Ich liege am Steg. Gerade eben warst Du
noch da. Mein Haar ist wirr und meine Gedanken ruhig. So wie ich lag, als Du
gingst, so blieb ich, verharrte in der Bewegung und im Gedanken. Es macht
nichts, dass Du gingst. Nein, natürlich habe ich Dich gerne bei mir, aber ich
mag es auch, diese Zeit, da ich Deine Anwesenheit abklingen lassen kann, wie
die letzten Töne eines Musikstücks, die noch nachwirken, wenn die Melodie
längst fertig gespielt wurde. Gerade eben warst Du noch da, und meine Haut
riecht nach Dir. Ich nehme den Geruch wahr und auf, mit geschlossenen Augen, er
bleibt, ein wenig noch, nachdem Du gegangen bist. Ich nehme Deine Berührung
wahr, die noch immer wie ein leichter Hauch auf meiner Haut liegt und sie sanft
bedeckt, wie ein seidener Schal. Ich nehme Deine Worte an, in denen Du Dich mir
zusprachst, immer leiser werdend. Ich lasse Dein Bei-mir-Sein nachwirken, noch
eine Weile zu bleiben, das Schöne auszukosten, nicht nur das, Deines Da-Seins,
sondern auch das Deines Da-Gewesen-Seins. Mitnehmen in die Zeit danach, die
immer auch eine Zeit davor ist. Mitnehmen aus der Fülle des Lebens, in die Du
mich immer wieder ent- und verführst, verzaubert von einer Welt, die immer
gleich, doch eine andere ist, wenn Du da bist.

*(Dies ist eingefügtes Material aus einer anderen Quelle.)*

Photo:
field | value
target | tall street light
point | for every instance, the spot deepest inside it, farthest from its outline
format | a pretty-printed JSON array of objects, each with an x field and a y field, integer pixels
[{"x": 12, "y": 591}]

„Nur noch eine kleine Weile“, flüstere
ich.
„Bist Du nicht traurig, dass sie gegangen
ist“, raunt mir eine Stimme zu.
„Nein, ich bin nicht traurig, dass sie gegangen
ist. Ich freue mich, dass sie da war und immer noch in mir, an mir wirkt“,
entgegne ich.
„Hast Du denn keine Sehnsucht?“, fragt die
Stimme.
„Jetzt noch nicht. Später vielleicht oder
wahrscheinlich, oder das Dich an mir tragen, in mir tragen, bleibt“, entgegne
ich versonnen.
„Liebst Du sie?“, kommt eine verhaltene
Stimme.
„Nein, oder ja, oder ich weiß nicht. Ich
habe es noch nicht benannt, was sie in und an mir auslöst, wie sie in mein
Leben wirkt und mich verändert, mich verzaubert und entdeckt“, gebe ich zurück.

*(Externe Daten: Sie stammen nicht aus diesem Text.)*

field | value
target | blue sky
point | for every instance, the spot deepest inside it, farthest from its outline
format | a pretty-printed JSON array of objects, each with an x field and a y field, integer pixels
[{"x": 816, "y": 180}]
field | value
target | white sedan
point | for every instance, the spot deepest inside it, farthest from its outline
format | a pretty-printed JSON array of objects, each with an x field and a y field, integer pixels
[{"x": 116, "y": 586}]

„Also liebst Du sie doch?“, fragt die
Stimme unbeirrt weiter.
„Nein, ich liebe sie nicht!“, sage ich
jetzt, fest und mit Nachdruck.
„Aber es hört sich doch ganz danach an“,
fährt diese unerträgliche Stimme fort.
„Das kann schon sein. Irgendwo muss man
doch alles einordnen, immer irgendwo in eine Schublade packen. Und Liebe, ja,
es könnte sein, dass es sich danach anhört, aber in seiner Einmaligkeit passt
es nicht unter einen so allgemeinen und weiten, letztendlich nichtssagenden
Begriff. Mach es mir nicht kaputt!“, gebe ich verärgert zurück.
„Was mache ich denn kaputt? Die Liebe ist
wunderschön!“, versucht die Stimme einzulenken.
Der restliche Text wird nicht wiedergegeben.